I’ve skimmed back through the novel but I cannot find the reference to the Hermes acceleration of 2mm/s^2. The 124 transit time yes, but not the acceleration. I see teh value used in some discussions, but I cannot tell if this is from teh novel or teh movie.
Anyone have teh page # of this info?
Alex, Page 395.
@Hop David – My hardback copy, published by Crown only has 367 pp. (I checked p 295 just in case). Is there a log entry # to home in on it?
I checked AMZN and both the paperback and kindle editions have 385 pp. (Hard cover no longer available?)
My paper back version has 435 pages.
On page 395 of my book Lewis is talking about rendezvous with Watney’s MAV. “Our engine’s two millimeters per second may not seem like much, but in forty minutes it can move us up to 5.7 kilometers.” A few paragraphs later it goes to LOG ENTRY: SOL 526.
It is also a few places online. For example: https://www.youtube.com/watch?v=khIHZp_GTEI
Finally saw the Martian. Wow. A great movie. I forgive the dramatic strength of the initial wind storm.

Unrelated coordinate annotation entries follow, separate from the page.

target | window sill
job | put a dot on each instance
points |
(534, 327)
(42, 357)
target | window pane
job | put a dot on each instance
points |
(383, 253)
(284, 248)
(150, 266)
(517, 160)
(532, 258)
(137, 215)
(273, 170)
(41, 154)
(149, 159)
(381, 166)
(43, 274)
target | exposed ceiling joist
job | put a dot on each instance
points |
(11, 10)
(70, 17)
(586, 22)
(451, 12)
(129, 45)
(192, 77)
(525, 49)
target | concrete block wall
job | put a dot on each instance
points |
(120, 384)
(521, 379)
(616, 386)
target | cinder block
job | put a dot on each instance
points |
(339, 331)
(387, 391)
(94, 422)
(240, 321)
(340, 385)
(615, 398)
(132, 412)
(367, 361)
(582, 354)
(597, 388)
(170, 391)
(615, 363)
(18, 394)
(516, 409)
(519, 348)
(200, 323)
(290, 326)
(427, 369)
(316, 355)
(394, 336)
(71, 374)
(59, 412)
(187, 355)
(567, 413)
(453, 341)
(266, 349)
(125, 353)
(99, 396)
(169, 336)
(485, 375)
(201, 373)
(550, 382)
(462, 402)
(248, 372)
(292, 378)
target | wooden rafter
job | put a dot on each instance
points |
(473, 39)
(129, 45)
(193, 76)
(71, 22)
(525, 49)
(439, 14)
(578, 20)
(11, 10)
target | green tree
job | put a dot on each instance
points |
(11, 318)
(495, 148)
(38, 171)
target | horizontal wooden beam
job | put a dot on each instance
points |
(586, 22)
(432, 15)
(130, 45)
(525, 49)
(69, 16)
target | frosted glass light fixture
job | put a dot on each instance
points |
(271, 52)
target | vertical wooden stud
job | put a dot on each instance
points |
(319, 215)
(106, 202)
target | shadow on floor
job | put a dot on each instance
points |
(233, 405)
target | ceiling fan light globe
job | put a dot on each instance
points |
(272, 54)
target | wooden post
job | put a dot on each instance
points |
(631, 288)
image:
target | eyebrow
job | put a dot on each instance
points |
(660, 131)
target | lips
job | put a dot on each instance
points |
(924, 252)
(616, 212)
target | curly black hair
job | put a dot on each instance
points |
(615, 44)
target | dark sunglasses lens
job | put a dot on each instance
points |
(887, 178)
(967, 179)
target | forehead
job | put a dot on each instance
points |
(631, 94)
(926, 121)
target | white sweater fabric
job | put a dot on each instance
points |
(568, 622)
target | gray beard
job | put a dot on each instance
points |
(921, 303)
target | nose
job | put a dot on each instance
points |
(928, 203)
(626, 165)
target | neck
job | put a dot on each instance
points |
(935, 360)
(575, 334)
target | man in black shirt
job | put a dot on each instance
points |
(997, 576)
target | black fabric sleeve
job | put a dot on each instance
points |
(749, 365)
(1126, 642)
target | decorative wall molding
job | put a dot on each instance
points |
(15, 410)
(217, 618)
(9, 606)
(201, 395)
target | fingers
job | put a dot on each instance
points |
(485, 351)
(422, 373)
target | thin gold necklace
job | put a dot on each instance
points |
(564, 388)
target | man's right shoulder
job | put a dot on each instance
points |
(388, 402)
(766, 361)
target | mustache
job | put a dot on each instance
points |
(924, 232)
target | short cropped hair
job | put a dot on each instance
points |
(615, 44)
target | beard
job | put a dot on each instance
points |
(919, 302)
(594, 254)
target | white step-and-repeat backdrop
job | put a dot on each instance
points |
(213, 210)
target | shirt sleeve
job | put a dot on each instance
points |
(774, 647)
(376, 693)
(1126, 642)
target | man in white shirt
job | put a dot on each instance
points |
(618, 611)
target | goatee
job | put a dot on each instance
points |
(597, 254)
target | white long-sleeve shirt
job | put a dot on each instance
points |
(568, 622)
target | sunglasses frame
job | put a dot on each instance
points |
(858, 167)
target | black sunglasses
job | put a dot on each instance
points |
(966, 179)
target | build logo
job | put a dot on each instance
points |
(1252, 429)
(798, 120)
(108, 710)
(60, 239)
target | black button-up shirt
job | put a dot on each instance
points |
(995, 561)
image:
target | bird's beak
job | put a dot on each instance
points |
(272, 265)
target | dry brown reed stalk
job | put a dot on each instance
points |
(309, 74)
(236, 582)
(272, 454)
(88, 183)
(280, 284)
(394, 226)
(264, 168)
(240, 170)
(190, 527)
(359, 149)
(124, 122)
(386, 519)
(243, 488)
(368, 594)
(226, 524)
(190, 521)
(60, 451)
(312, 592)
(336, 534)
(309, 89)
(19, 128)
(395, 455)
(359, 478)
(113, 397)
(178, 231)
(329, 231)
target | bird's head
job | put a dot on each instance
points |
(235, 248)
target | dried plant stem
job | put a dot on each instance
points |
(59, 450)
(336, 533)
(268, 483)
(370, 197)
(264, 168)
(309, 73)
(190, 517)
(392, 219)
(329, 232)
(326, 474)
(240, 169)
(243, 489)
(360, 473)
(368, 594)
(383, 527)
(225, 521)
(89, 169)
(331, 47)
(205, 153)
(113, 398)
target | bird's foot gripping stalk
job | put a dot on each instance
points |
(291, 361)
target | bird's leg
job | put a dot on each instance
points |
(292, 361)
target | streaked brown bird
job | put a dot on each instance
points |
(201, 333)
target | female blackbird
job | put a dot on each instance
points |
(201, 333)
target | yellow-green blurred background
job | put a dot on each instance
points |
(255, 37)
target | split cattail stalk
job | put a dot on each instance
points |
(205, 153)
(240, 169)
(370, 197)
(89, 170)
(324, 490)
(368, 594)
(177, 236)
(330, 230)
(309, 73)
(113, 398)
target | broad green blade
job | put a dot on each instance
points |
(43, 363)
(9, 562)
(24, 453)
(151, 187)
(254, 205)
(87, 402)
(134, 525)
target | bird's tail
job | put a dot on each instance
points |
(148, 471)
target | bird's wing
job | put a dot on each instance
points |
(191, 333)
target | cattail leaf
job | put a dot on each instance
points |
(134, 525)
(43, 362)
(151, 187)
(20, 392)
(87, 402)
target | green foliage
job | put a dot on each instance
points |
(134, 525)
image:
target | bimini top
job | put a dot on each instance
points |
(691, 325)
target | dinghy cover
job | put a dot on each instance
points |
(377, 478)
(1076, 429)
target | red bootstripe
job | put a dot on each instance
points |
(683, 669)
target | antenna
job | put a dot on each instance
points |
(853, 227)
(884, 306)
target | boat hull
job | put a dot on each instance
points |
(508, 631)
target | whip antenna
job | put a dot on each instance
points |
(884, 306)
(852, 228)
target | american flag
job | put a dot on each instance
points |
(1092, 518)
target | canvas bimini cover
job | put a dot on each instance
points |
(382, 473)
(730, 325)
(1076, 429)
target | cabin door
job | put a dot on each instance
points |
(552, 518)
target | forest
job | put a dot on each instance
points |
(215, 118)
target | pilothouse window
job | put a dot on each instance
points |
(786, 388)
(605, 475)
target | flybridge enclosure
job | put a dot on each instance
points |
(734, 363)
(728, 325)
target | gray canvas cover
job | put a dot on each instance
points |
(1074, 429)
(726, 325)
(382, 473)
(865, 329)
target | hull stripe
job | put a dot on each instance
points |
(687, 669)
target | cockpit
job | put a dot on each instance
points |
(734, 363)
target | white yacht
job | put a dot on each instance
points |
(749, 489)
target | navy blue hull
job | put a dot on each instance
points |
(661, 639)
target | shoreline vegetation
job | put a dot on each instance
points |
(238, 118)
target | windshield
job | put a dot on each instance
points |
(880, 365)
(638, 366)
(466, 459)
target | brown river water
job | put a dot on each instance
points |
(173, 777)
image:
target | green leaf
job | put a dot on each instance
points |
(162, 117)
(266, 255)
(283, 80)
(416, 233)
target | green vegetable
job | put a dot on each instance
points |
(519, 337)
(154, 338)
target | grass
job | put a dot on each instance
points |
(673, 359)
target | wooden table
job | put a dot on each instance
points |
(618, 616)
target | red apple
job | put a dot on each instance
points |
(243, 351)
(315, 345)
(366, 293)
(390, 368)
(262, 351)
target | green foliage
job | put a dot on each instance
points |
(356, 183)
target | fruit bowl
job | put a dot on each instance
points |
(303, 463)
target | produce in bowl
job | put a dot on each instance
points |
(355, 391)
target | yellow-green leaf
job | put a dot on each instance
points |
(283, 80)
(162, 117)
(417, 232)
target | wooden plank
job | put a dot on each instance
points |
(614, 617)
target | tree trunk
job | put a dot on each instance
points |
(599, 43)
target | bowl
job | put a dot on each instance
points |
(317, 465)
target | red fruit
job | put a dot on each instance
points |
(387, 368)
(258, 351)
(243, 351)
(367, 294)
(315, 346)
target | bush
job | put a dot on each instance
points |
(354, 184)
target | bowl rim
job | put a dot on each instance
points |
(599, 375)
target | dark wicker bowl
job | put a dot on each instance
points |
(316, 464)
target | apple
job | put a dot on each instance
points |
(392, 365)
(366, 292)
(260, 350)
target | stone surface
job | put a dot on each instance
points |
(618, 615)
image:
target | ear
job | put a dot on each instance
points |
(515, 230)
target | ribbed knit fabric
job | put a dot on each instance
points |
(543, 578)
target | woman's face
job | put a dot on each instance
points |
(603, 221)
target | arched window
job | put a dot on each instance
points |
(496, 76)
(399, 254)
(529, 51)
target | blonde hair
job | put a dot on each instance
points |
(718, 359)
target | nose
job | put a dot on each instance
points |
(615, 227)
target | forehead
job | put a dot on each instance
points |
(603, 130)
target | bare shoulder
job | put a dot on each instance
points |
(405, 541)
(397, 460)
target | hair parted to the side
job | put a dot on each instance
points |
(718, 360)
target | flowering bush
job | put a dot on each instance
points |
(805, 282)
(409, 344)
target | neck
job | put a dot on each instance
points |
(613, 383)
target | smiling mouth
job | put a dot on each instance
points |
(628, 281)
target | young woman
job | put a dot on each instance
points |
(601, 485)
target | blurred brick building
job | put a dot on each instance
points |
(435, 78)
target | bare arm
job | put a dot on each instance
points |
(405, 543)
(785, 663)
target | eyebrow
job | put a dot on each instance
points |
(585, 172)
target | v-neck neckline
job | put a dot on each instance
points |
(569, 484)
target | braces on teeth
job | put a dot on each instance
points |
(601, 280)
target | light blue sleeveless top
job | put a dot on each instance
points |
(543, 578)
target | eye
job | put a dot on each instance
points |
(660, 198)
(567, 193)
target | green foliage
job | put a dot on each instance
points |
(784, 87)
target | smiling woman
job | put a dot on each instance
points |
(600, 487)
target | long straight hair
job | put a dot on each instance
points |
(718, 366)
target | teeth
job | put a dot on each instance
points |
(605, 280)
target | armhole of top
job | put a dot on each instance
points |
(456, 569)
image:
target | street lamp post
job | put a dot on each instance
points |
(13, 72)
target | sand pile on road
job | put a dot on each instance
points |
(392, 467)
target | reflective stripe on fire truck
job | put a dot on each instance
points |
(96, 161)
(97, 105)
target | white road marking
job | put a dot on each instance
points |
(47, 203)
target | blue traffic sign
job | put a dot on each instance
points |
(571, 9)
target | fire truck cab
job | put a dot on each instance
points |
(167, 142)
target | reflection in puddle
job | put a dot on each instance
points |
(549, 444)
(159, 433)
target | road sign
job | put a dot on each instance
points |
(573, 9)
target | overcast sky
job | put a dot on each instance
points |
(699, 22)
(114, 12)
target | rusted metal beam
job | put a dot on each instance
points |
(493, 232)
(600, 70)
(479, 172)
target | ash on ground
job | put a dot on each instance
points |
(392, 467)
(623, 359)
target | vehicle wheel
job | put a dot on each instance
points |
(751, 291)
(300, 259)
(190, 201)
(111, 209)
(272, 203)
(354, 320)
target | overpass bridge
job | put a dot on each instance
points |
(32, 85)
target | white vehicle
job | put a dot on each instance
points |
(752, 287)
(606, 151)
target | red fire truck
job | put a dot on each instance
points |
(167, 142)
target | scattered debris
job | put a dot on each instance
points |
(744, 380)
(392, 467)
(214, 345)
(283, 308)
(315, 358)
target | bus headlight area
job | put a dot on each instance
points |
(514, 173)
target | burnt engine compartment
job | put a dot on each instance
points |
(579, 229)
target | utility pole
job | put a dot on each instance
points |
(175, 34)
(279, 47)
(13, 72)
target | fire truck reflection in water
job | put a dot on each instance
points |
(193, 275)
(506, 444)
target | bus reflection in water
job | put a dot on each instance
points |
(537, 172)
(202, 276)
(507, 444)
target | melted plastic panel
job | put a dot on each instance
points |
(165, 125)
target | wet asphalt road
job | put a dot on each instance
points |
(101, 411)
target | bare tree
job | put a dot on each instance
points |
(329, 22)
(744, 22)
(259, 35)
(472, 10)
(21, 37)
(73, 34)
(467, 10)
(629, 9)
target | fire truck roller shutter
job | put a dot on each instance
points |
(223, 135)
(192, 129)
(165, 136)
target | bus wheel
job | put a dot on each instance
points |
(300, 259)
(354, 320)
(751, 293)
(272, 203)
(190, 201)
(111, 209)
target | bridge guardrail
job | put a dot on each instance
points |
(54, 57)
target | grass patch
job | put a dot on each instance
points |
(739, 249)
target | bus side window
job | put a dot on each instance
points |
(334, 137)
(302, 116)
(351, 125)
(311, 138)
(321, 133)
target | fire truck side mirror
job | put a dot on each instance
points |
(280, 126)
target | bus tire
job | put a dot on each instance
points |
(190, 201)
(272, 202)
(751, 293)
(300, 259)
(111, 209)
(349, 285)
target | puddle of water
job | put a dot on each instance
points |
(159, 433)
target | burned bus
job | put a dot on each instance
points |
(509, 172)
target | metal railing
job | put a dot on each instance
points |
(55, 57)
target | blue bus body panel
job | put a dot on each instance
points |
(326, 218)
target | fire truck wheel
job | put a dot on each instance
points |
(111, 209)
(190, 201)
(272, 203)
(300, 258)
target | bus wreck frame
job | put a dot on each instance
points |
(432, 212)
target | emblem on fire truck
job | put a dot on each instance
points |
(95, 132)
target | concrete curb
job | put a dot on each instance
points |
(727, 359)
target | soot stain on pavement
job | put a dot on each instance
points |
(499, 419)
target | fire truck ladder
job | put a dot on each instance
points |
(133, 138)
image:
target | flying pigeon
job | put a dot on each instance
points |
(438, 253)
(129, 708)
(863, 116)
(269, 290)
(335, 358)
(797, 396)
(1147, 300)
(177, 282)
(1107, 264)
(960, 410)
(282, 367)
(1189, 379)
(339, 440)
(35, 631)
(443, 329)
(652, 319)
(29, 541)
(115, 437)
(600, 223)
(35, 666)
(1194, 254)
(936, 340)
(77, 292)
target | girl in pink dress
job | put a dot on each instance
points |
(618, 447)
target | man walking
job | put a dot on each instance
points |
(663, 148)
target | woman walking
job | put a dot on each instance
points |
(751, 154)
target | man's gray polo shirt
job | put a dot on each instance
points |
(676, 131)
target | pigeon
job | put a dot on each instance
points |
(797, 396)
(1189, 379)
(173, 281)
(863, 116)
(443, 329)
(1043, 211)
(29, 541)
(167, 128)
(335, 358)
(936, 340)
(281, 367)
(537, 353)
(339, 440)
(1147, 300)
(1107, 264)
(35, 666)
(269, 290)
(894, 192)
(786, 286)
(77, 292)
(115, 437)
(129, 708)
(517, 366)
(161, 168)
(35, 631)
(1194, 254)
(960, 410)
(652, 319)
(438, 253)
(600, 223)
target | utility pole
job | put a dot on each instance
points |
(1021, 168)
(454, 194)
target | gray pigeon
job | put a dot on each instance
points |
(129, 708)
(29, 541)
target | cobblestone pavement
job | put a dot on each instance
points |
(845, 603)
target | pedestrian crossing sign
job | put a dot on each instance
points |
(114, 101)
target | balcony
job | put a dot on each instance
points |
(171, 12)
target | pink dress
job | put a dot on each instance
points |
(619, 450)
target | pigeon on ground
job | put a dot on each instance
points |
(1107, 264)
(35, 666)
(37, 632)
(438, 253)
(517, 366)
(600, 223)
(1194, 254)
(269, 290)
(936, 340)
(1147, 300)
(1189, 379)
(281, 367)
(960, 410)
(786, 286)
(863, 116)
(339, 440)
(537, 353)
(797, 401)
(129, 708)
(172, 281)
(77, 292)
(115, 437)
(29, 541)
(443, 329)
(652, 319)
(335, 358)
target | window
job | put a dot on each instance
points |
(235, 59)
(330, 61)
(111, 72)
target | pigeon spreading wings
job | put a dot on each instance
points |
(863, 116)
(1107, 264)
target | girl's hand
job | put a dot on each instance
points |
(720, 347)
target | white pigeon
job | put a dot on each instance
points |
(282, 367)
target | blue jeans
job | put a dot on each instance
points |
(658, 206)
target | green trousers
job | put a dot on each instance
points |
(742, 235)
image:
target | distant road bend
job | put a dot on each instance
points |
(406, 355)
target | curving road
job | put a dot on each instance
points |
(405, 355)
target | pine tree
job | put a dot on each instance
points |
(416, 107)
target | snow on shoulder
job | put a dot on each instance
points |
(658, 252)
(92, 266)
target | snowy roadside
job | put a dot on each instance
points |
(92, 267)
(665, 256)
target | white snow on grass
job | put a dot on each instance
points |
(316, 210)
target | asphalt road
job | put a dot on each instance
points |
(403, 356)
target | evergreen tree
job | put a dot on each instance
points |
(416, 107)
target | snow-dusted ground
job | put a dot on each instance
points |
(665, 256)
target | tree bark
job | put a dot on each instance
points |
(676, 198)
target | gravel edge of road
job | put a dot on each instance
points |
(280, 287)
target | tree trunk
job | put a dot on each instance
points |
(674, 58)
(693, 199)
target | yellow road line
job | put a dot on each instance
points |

Also if interest to me was the fact that used plastic sheeting to allow the hab to be pressurized after the airlock failed. Since Bigelow proposes inflatable space habitats I suppose this sems okay except for the gentle flapping in the wind. It would be a pretty tight stretch over the opening.
My biggest question, again this was for the drama, but why didn’t he immediately have or rig a simple radio link to the various Martian satellites in orbit? To believe that radio was only in the main lander vehicle is a bit much.
@Hop. Thanks. I located the passage on p334 of my hardcover edition.
To me, that was the biggest believability problem in the entire movie. Never mind overblown storms and wind-flapping. That opening looked to be at least 3 or 4 square meters. At one atmosphere of pressure, that flimsy bit of plastic and duck tape would have held back 30-40 TONs of pressure. Yeah, right!
At least in the book, it was high strength fabric especially made for the purpose.
Of course, one really should not quibble with such minor suspensions of disbelief; overall I found the movie quite good.